When it began to slip his mind which of these happened in this universe and which happened in others, he tried so hard and tried every day to make me out amongst the witches and warriors that he’d superimposed upon me.

“Do you remember?” he’d say, one shaky finger running down my jawline. “The music in Venice?” And he looked hopeful, and in a way discerning, as though he could ask enough questions to narrow down what reality was by my response. That sharp glimmer of the astute in his eyes was nostalgic. To say the least.

“Yes,” I’d say, smiling, feeling ashamed. I wasn’t lying. I could remember the gondolas and restaurants in clarity, everything that someone who has never been to Venice could possibly remember.

He’d had the ability to make us young again. As I passed 75, I refused to acknowledge that I’d relied on that, that I’d assumed all my life that he would run his fingers along the papery, veined back of my hand and tell me how lovely the skin of the woman in the story was, and it would be mine. He’d tangle his liver-spotted fingers, somehow despite the arthritis, in my wiry, blue-rinsed hair, and talk about her chestnut curls, the ones I remembered, and I’d feel them crushed under my shoulders.

I refused to acknowledge that I resented its loss. I’d lived a thousand times with him when we were younger, lived in every era, every country, and I’d expected to do it again. Once our possibilities declined and our movements narrowed, I’d expected him to open it all up and we’d be twenty five and have our lives back, our lives, much more enormous than anyone else’s non-fiction life.

I don’t resent him now.

I was never very good at loving him. But after 50 years, that doesn’t seem to matter. The requirements are less demanding. Stay. Be kind. I achieved one and strove to the other.
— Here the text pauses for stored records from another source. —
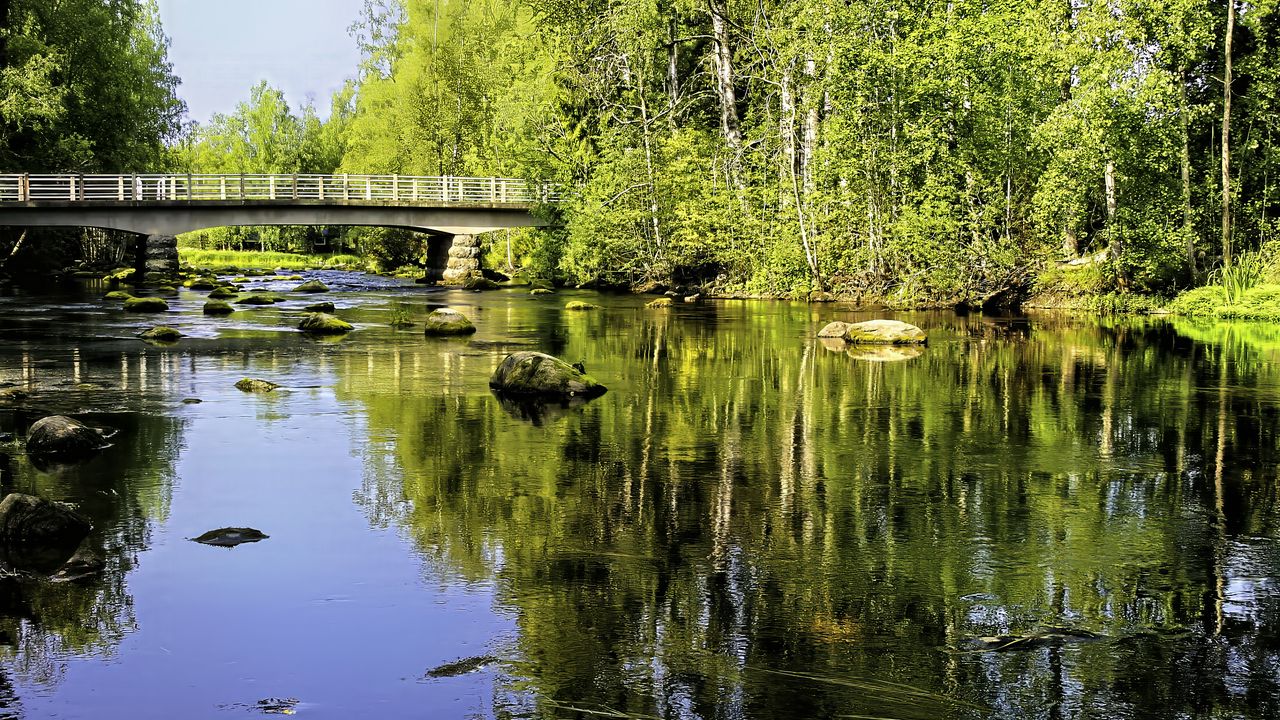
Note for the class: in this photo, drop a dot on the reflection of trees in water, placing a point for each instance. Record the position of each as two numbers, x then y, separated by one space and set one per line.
750 504
124 492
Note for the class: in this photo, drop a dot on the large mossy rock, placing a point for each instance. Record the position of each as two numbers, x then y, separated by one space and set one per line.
446 322
146 305
833 329
311 286
324 323
218 308
26 519
254 384
535 374
64 438
885 332
161 333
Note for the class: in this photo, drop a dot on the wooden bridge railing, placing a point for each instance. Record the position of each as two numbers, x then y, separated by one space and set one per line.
394 188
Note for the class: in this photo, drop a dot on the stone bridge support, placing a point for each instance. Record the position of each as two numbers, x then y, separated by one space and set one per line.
464 260
156 254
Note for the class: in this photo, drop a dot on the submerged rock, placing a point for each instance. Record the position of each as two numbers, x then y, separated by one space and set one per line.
161 333
62 437
885 332
231 537
461 666
146 305
311 286
26 519
218 308
446 322
1040 638
83 564
480 283
254 384
833 329
539 374
324 323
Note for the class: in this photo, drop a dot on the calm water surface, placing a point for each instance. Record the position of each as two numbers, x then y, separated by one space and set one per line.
748 525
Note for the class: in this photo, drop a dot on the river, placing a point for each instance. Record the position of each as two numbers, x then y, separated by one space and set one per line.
1034 518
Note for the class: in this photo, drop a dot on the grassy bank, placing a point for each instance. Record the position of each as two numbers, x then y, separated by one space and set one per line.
208 259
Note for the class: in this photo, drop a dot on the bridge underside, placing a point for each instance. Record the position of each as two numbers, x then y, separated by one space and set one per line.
453 251
176 217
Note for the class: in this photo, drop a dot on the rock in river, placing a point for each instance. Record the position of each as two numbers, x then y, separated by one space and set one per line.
324 323
231 537
218 308
161 333
446 322
833 329
26 519
885 332
543 376
62 437
254 384
311 286
146 305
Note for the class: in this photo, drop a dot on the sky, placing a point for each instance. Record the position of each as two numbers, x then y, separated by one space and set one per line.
222 48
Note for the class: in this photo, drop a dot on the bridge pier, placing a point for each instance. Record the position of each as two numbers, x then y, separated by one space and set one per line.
156 254
464 259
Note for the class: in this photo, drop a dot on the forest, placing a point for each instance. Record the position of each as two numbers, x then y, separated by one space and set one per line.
905 153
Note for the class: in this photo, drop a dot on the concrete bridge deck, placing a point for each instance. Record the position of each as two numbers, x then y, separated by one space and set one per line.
451 209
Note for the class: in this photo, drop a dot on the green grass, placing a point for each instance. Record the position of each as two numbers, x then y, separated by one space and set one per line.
254 259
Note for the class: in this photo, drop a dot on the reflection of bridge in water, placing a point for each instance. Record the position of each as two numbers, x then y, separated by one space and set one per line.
449 209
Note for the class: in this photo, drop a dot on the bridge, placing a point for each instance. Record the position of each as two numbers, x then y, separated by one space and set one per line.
159 206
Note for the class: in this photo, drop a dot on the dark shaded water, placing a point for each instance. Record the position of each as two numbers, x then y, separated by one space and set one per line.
749 524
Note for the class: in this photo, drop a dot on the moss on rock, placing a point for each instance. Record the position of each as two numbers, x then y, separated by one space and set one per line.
543 376
324 323
311 286
218 308
446 322
161 333
885 332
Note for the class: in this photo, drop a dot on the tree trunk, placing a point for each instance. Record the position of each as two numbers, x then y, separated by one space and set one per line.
1112 231
809 144
1226 133
672 72
1188 229
723 64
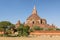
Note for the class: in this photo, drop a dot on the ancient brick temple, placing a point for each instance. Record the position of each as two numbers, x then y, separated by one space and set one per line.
35 20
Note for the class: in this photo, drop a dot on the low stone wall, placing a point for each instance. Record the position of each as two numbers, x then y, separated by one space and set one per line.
41 37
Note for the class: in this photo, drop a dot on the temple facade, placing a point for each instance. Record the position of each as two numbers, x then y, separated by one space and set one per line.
35 20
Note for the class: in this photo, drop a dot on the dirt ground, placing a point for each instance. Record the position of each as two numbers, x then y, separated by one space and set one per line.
41 37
I’m no longer ashamed. It didn’t matter to me whether he saw fact or fiction when he looked at me. It didn’t matter if he believed our honeymoon to be a bedtime story. He never mistook me for anyone but the princess or prostitute or wild child or werewolf that he’d spent his life with.

I do understand now that over 50 years, it wasn’t the centurions and the espionage and the time-travel that made our lives so much more.

My story, my soldier, my servant and master, my Greek and Roman, my wizard, my lover, my love: time to kiss you and say good night.